An article in “Fisheries” magazine in 2009, titled “On the Boots of Fishermen: The History of Didymo Blooms on Vancouver Island, British Columbia,” seemed to cement the idea in the trout fishing establishment. The next thing you knew, states were banning felt soles, advocacy groups were begging anglers not to use them and tackle companies all but stopped selling them.
Wading shoes with so-called sticky rubber soles became the norm.
Now, the author of “On the Boots of Fishermen” has changed his mind.
Further research has led Max Bothwell of Environment Canada to a new conclusion: Didymo is native to all of North America and already present in many streams. What’s new are the blooms, and Bothwell and colleagues have discovered the blooms are caused by a change in the environment — low levels of phosphorous in the water, which causes didymo to grow the long stalks that become streambed-smothering mats in the worst cases.

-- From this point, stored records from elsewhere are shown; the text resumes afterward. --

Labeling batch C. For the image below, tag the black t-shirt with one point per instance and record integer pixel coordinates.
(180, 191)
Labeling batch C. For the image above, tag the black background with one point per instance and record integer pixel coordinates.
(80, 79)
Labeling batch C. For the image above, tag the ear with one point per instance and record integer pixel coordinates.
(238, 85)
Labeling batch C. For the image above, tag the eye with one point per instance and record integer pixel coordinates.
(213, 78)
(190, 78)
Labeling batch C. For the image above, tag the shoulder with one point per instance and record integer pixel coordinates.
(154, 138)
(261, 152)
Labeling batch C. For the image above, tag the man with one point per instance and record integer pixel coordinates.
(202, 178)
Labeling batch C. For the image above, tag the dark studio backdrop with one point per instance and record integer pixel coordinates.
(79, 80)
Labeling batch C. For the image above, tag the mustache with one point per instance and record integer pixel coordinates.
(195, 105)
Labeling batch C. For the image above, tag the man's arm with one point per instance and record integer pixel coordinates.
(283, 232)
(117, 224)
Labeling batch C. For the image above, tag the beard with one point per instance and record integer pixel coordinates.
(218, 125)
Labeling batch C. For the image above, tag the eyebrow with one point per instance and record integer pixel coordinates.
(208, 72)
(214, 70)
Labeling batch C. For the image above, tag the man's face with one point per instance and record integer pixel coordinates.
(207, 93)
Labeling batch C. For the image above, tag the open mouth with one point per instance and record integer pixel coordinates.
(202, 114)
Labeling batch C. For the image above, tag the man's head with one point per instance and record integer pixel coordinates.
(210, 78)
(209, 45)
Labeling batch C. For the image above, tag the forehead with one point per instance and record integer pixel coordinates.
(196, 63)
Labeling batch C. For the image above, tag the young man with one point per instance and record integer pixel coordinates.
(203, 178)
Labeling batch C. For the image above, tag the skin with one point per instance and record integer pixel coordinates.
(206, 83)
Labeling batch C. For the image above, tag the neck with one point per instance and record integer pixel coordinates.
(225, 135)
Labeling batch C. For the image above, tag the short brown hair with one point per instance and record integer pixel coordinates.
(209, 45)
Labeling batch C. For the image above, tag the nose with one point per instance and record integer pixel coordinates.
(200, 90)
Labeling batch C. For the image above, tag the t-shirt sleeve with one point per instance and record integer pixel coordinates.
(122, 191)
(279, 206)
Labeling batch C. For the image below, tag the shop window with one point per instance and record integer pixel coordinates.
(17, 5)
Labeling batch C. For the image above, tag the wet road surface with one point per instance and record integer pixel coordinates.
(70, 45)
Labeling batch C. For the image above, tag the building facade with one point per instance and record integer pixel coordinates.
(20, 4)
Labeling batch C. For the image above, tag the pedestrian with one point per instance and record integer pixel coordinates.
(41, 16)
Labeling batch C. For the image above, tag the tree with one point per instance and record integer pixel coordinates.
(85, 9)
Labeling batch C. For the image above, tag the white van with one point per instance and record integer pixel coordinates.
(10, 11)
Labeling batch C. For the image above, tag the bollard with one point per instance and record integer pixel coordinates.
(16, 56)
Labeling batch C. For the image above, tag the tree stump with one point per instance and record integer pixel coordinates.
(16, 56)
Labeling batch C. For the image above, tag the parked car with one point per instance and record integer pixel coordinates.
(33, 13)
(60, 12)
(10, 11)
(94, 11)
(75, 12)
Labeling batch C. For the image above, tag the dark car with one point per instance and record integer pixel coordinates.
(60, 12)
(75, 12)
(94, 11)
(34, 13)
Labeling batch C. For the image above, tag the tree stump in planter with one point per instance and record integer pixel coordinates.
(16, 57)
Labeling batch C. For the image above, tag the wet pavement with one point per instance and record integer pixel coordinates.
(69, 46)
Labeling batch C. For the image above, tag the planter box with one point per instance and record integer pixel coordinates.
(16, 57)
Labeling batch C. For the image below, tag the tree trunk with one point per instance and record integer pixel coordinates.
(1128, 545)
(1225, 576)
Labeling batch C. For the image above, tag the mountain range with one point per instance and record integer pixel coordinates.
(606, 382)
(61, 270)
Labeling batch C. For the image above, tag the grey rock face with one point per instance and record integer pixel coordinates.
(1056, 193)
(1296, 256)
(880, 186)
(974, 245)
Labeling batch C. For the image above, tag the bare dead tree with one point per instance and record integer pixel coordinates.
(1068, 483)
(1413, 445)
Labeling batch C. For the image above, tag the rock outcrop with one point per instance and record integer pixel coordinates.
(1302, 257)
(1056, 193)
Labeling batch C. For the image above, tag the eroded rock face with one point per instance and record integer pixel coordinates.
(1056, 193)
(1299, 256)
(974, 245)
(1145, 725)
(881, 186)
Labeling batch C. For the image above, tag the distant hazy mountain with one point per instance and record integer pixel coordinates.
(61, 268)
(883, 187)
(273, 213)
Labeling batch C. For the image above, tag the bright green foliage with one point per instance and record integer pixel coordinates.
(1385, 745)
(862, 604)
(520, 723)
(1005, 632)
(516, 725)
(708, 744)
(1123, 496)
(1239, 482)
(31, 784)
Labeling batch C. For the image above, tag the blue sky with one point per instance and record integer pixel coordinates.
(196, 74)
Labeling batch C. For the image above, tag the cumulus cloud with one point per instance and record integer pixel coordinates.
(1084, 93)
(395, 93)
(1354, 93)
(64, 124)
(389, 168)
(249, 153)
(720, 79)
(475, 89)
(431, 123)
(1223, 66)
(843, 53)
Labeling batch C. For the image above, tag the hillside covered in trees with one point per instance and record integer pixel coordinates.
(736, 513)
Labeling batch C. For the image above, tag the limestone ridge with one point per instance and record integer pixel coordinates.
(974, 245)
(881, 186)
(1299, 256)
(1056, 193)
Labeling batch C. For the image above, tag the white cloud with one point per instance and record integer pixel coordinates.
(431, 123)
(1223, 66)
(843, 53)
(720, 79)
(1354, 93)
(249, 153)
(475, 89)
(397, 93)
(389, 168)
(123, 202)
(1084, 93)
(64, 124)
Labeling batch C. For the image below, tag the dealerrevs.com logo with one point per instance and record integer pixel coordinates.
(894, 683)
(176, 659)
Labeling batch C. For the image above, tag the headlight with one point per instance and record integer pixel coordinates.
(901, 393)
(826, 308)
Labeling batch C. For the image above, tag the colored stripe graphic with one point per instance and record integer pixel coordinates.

“I no longer believe the problem with didymo in North American streams is the result of it being moved around” by fishermen, Bothwell told me for an article in the July/August issue of “American Angler” magazine.
In fact, Bothwell and other scientists added phosphorous to a badly affected stretch of stream in South Dakota, and the didymo bloom there shrank.
Bothwell said he does not regret his influential “On the Boots of Fishermen” theory. In fact, he said, anglers should still avoid felt, since it has been shown to carry all kinds of invasives, including whirling disease (which, by the way, thrives in streams with didymo blooms.)
Not all anglers were willing to take the blame for the didymo blooms in the Battenkill River, the branches of the Delaware and Kayaderosseras, Esopus and Schoharie creeks. Many pointed out that wildlife and non-angling humans could also spread spores from stream to stream.
They were also annoyed at the idea of being forced to buy a new piece of gear, and one they didn’t trust, at that. After all, previous attempts at non-felt soles were a bust. They just didn’t grip underwater rocks as well as felt.
One of them was Ed Ostapczuk of Shokan in Ulster County. Ostapczuk is no skeptic of environmental science in general; on the contrary, he played an important role in the passage of a state law in 1976 that required releases from New York City reservoirs that would protect the trout fisheries downstream, and helped kill a disastrous idea for a pumped water storage power plant in the Catskills.
I wasn’t surprised that Ostapczuk found the new thinking about didymo fascinating. But in view of his reluctance to abandon felt for safety reasons, I was surprised to hear his view on modern rubber soles.
“I am a CONVERT,” Ostapczuk said in an email. “I love the Simms Vibram sole wading shoes with studs. I personally believe that these grip the stream bottom better than felts.
“So who knows what the true cause [of didymo blooms] is? I don’t … but I’ve shifted from felt wading shoes to Vibram soles cause I think they are better for fishing/wading.”
I do too. I’ve been wearing Vibram-soled shoes for several seasons. They grip well enough in the water, and they’re much nicer for walking to the water.
And while I may not, in fact, have helped halt the “spread” of didymo, it’s nice to know I may have helped keep other nasty invasives out of our trout streams.
The next step is to figure out why rivers across North America and elsewhere are suddenly starved of phosphorous. And correcting that problem is likely to be much more complicated than getting anglers to wear different shoes.